Ben Pienaar
- Born: Benjamin Pienaar 10 September 1986 (age 39) Virginia, Free State, South Africa
- Height: 1.93 m (6 ft 4 in)
- Weight: 100 kg (15 st 10 lb)
- School: Gresham's, Langley School, Loddon

Rugby union career
- Position: Back Row Forward

Amateur team(s)
- Years: Team / Apps / (Points)
- Norfolk, England Schools

Senior career
- Years: Team / Apps / (Points)
- 2006–2012: Leicester Tigers
- 2012–2013: Moseley
- 2013–: London Welsh

= Ben Pienaar =

South African rugby union player

Ben Pienaar (born 10 September 1986) is a rugby union player for London Welsh in the Aviva Premiership, having formerly played for Leicester Tigers in the Aviva Premiership.

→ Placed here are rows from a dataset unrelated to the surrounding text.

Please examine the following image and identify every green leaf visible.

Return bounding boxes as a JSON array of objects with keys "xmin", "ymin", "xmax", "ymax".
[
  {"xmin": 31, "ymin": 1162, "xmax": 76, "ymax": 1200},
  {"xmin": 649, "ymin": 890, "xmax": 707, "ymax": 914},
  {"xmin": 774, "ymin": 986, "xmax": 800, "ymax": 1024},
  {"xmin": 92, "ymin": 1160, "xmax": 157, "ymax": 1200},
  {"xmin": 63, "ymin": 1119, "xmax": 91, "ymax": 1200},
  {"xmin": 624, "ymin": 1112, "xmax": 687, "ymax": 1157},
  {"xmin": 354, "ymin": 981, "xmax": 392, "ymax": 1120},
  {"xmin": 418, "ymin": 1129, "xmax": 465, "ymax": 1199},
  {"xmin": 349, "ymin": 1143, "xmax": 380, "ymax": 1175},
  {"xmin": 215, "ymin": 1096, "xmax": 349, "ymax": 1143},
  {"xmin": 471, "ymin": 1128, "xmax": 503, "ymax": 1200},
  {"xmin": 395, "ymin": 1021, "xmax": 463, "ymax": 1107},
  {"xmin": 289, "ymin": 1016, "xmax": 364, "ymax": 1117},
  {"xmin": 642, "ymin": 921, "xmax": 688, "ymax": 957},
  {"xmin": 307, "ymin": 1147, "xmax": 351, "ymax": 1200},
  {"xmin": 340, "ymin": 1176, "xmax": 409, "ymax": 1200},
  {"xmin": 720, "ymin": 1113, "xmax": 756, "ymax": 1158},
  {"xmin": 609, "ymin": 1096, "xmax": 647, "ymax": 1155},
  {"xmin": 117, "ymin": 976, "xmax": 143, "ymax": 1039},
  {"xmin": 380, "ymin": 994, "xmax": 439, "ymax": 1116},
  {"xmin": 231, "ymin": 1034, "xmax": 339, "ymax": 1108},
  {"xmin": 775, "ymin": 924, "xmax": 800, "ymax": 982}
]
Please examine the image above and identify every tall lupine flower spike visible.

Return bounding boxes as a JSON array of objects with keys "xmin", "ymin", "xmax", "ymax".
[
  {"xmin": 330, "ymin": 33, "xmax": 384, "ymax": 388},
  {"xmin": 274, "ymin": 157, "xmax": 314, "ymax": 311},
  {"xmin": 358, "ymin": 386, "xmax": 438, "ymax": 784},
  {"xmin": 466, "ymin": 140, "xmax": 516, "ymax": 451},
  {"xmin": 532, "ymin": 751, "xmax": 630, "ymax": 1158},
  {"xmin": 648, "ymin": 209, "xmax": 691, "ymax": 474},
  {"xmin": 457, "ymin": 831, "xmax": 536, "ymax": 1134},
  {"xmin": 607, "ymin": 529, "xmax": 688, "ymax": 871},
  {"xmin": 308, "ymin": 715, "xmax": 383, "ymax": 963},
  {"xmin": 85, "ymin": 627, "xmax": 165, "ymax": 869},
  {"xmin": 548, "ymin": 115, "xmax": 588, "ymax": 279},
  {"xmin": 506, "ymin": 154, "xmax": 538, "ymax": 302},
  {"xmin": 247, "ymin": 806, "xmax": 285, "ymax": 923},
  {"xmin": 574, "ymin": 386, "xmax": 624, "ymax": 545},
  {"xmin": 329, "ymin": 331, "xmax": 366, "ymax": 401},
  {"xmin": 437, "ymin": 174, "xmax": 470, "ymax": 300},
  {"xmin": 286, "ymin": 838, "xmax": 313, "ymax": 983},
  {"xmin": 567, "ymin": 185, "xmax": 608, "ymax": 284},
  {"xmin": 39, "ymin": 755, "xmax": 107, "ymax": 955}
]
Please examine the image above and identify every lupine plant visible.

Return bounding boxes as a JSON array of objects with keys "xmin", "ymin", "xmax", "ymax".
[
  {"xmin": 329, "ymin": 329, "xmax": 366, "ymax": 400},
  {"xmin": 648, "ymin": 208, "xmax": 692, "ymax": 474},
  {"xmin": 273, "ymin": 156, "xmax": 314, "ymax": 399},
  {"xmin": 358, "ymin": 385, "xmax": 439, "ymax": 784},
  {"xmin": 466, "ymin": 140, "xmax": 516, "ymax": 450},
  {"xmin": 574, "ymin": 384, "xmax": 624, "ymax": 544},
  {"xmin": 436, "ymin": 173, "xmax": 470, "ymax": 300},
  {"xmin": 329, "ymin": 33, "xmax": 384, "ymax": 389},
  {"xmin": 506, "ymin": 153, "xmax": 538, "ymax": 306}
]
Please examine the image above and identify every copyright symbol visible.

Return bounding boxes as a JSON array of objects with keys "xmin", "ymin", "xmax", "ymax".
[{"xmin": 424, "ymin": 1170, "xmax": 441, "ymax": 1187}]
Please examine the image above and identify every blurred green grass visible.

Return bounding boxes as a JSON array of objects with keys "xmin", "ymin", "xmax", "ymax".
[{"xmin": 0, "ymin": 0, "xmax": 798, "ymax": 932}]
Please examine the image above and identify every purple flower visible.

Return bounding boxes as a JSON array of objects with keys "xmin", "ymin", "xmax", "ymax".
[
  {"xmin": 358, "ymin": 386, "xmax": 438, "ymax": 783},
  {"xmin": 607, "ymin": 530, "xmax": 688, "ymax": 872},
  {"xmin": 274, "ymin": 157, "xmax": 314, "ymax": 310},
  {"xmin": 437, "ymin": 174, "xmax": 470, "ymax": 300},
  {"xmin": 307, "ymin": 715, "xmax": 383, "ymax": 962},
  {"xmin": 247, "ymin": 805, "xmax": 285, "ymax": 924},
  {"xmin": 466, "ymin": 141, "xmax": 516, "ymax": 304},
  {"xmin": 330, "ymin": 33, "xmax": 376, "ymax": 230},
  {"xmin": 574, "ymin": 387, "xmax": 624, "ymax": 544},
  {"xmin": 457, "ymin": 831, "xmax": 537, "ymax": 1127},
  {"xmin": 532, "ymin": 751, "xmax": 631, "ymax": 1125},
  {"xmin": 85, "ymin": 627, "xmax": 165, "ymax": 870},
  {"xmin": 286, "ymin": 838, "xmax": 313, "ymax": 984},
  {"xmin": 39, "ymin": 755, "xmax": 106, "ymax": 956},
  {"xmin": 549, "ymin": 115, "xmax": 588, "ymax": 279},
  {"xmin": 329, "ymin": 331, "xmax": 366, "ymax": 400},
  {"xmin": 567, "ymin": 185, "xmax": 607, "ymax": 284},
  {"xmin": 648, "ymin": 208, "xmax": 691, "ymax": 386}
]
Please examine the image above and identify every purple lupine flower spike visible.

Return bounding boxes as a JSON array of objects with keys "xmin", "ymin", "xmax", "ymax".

Born in South Africa, Pienaar previously played for Langley School, Loddon before moving to Gresham's School and for England Schools,

He represented Norfolk from U-14s to U-16s, then was capped by England at U-16 and U-19 level.

Outside rugby, Pienaar is also a past Junior National Champion at judo.

Following injury and suspension of the more established number eights at Tigers, Pienaar had an opportunity for a run in the first team earning the praise of the coaches in the process. Pienaar was added to Tigers Heineken Cup squad for the knock-out stages of the 2008–09 competition.